Less than a year ago, Usman Qadir publicly expressed his desire to play for Australia, due to the lack of opportunity back home. He then tried the unthinkable and moved to Australia in an audacious attempt to renew his career.
Usman Qadir has the burden of being the son of the leg-spin great of Pakistan cricket who also inspired the likes of arguably the greatest spinner, Shane Warne, must have taken its toll. Also, his legendary father, Abdul Qadir, strictly abided by the concept of merit, so nepotism wasn’t really an option.
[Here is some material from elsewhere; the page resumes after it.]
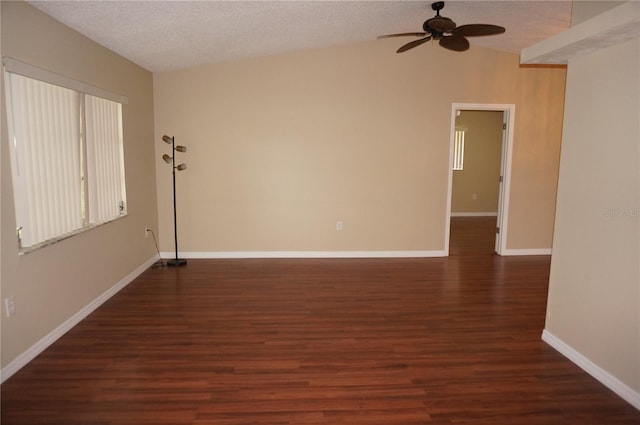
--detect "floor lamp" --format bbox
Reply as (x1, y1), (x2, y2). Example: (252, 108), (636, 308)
(162, 135), (187, 266)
So, a young Usman moved down under, hoping that he will regain his confidence, but less than a year after Usman turning his back on Pakistan, he had been called up for their new-look T20 squad vs Australia, ironic much? He accepted, but the media and public called it the u-turn of the century.
Usman’s career was actually in shambles, and he knew that very well. His unconvincing entrance at the Big Bash, followed by sub-par performances for Western Australia was not going to get him what he wanted.
Along with those reasons, Usman was also allegedly busted in Western Australia for speeding and, therefore, he was unsuccessful in his drive, pun intended, to fast-track Australian citizenship like Fawad Ahmed, another Pakistani who moved to Australia, but for different reasons. Already begging for a chance, he probably made the wisest decision in his career to accept the call up to the Pakistan squad.
The potential of Naseem Shah. Read here.
Was the selection justified though? My humble opinion – absolutely not. All you have to do is look at Qadir’s domestic record, and you would say he should be the last person to be picked by any team. There is no way that we can measure talent, but performances do echo the capacity that one has to fulfil the talent. If Qadir is talented, he hasn’t shown that talent in his bowling, not yet anyway.
So why was he selected then? I have alternative theories. First, the PCB might have wanted to honour the passing of Abdul Qadir, and the least they could do is give his son a chance – a chance that he may or may not deserve.
Second, they actually do want to test the talent that Justin Langer, the current Australian cricket team head coach, saw in an energetic Usman Qadir, which, in turn, landed him his brief stints in the land down under.
It’s not impossible though, many players have outshone at the international stage – Marcus Trescothick, Inzamam ul Haq, Imam ul Haq are just a few names that fit the same story.
Anyway, Pakistan did not play Qadir in any of the games, especially the 3rd T20I, where the likes of Muhammad Musa and Khushdil Shah were handed their debuts. Should they have at least tested the ambitious leg spinner? The question remains, can the 26-year-old still turn his career around?